The Comité féminin, or in its full name, the Comité féminin contre la loi Berry-Millerand, les bagnes militaires et toutes les iniquités sociales (Women's committee against the Berry-Millerand law, military penal colonies and all social iniquities), was a French anarcha-feminist, anarcho-communist, anticolonial, antimilitarist, and anarcho-syndicalist organization founded on 31 August 1912 by anarchist activists from the Parisian seamstresses' union, such as Henriette Tilly, Jane Morand, and Thérèse Taugourdeau.

Fighting against the deportation of prisoners to the colonies and for women's and female workers' rights, the organization quickly became the most significant of its kind in Paris. More broadly, it served as a platform for disseminating feminist ideas within French society and, more specifically, among anarchist circles in France. In this capacity, several activists from the Comité féminin influenced and participated in the anarchist cooperative Le Cinéma du Peuple, pushing it toward the production of Les Misères de l'Aiguille, likely the first feminist film in history.

== History ==
The organization was founded on 31 August 1912 in response to the Berry-Millerand law, which allowed incarcerated individuals to be sent to colonial troops to serve their sentences. Military penal colonies were also a key issue leading to the group's formation. The activists behind the Comité féminin came primarily from anarchist and revolutionary socialist circles in the Île-de-France region, particularly from the seamstresses' union. Thérèse Taugourdeau became its first secretary, while Clémence Jusselin served as its first treasurer, and the group's initial meetings were held at the Paris Bourse du Travail during the seamstresses' union’s office hours.

The activists quickly became involved in propaganda efforts, writing and distributing several leaflets with titles such as 'Women, Let’s Revolt!', 'Call to the mothers, sisters, and companions of the concerned', 'Call to Women', and 'Young conscripts, listen to our appeals!'. They also created posters, which they put up on the walls of Paris. In one of these posters, titled “Woman! Do you want to?, they wrote:

On 8 October 1912, Taugourdeau and Berthe Lemaître were arrested while distributing leaflets at the Gare de l'Est.' However, this did not prevent the activists from holding an important meeting at the salle des Sociétés Savantes on 25 October 1912.' Taugourdeau continued to give speeches the following year, speaking on behalf of the Comité féminin before an audience of 1,200, alongside Charles-Ange Laisant.'

During their demonstration on 1 May 1913, several members were arrested by the police. On 25 May 1913, the Comité féminin participated in a pacifist gathering at Pré-Saint-Gervais.' Around this time, Taugourdeau was replaced as secretary by Jane Morand, an individualist anarchist and former editor-in-chief of the newspaper L'Anarchie. By 1913, the Comité féminin was regarded as one of the most important feminist organizations in Paris.
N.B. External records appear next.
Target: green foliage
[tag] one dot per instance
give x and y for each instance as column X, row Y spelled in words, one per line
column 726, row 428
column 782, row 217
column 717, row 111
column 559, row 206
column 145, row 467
Two members of the committee, Jane Morand and Henriette Tilly, joined the anarchist cooperative Le Cinéma du Peuple at its inception and influenced it to produce Les Misères de l'aiguille (1914), likely the first feminist film in history. Morand also became actively involved in numerous speeches and wrote extensively on antimilitarist issues in the anarchist press during this period.